Re: [PATCH v3 2/5] PCI: Take bridge window alignment into account when distributing resources

Mika Westerberg <mika.westerberg@xxxxxxxxxxxxxxx> · Sat, 31 Mar 2018 12:18:41 +0300

On Thu, Mar 29, 2018 at 04:29:21PM -0500, Bjorn Helgaas wrote:
> On Wed, Mar 28, 2018 at 03:01:20PM +0300, Mika Westerberg wrote:
> > On Tue, Mar 27, 2018 at 02:23:18PM -0500, Bjorn Helgaas wrote:
> > > On Mon, Feb 26, 2018 at 04:21:09PM +0300, Mika Westerberg wrote:
> > > > When connecting a Thunderbolt endpoint which itself has internal PCIe
> > > > switch (not the integrated one) the way we currently distribute
> > > 
> > > I don't understand this distinction between "internal PCIe switch" and
> > > "integrated one".
> > 
> > I tried to explain here that Thunderbolt endpoint itself has an internal
> > (integrated) PCIe switch.
> 
> I was confused by this because I thought you meant "Endpoint" in the
> sense used in the PCIe spec, i.e., something with a type 0 config
> header.  But you're using "endpoint" to mean "some collection of
> devices with a Thunderbolt interface on one side".

Yeah, I think the official term is "Thunderbolt endpoint" but I admit
it is confusing here.

> > > >From a PCI point of view, I assume you're adding a switch with 4 NIC
> > > endpoints below it.
> > 
> > Yes, exactly.
> > 
> > The PCIe device in question is Intel Gigabit ET2 Quad Port Server
> > adapter.
> > 
> > > > resources does not always work well because devices below
> > > > non-hotplug bridges might need to have their MMIO resources
> > > > aligned to something else than 1 MB boundary.

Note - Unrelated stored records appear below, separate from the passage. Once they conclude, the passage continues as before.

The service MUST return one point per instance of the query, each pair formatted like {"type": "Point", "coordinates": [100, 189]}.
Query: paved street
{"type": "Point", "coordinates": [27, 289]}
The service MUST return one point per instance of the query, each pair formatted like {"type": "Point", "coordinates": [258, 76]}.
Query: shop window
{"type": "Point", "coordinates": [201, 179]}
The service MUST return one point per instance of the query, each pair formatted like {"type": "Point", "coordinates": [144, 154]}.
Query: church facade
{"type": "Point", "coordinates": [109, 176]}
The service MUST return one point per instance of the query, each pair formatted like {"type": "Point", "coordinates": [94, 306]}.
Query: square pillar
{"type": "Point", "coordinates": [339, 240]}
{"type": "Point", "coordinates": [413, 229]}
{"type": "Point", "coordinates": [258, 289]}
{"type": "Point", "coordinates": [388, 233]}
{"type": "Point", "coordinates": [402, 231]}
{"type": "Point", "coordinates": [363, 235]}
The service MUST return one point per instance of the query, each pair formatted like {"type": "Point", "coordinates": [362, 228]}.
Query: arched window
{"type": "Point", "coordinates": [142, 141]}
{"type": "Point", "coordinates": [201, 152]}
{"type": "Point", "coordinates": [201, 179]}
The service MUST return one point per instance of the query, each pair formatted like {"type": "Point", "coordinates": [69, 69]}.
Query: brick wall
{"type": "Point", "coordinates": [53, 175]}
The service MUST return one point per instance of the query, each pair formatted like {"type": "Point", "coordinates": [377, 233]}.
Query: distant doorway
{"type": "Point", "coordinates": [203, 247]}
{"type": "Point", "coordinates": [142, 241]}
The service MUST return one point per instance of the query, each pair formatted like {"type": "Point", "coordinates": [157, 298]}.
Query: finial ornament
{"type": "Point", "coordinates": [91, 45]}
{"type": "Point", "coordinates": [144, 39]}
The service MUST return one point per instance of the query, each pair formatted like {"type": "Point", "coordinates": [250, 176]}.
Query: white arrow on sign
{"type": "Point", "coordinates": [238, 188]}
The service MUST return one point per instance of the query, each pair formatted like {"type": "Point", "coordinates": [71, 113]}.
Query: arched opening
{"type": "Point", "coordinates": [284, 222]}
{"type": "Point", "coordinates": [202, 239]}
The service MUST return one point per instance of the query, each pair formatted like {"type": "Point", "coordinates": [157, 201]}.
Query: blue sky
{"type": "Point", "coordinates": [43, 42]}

As an example
> > > > connecting a server grade 4-port GbE add in card adds another
> > > > PCIe switch leading to GbE devices that want to have their MMIO
> > > > resources aligned to 2 MB boundary instead.
> > > 
> > > Is there something unique about Thunderbolt here?  I assume from a
> > > PCI point of view, these NIC ports have BARs that are 2 MB or
> > > larger and hence need 2 MB or larger alignment?
> > 
> > No, this is not unique to Thunderbolt in any way.
> 
> I think this is a case of confusing things by mentioning irrelevant
> details, e.g., leading off with "When connecting a Thunderbolt
> endpoint" when the problem can occur when hot-adding any PCIe device
> (or maybe only when adding a bridge?  I don't know).
> 
> It's good to mention a specific example, but I think it's best if you
> can describe the situation as generically as possible first, then cite
> the case at hand in a way that it's obvious this is just one of many
> possibilities.

OK, I'll rework the changelog accordingly.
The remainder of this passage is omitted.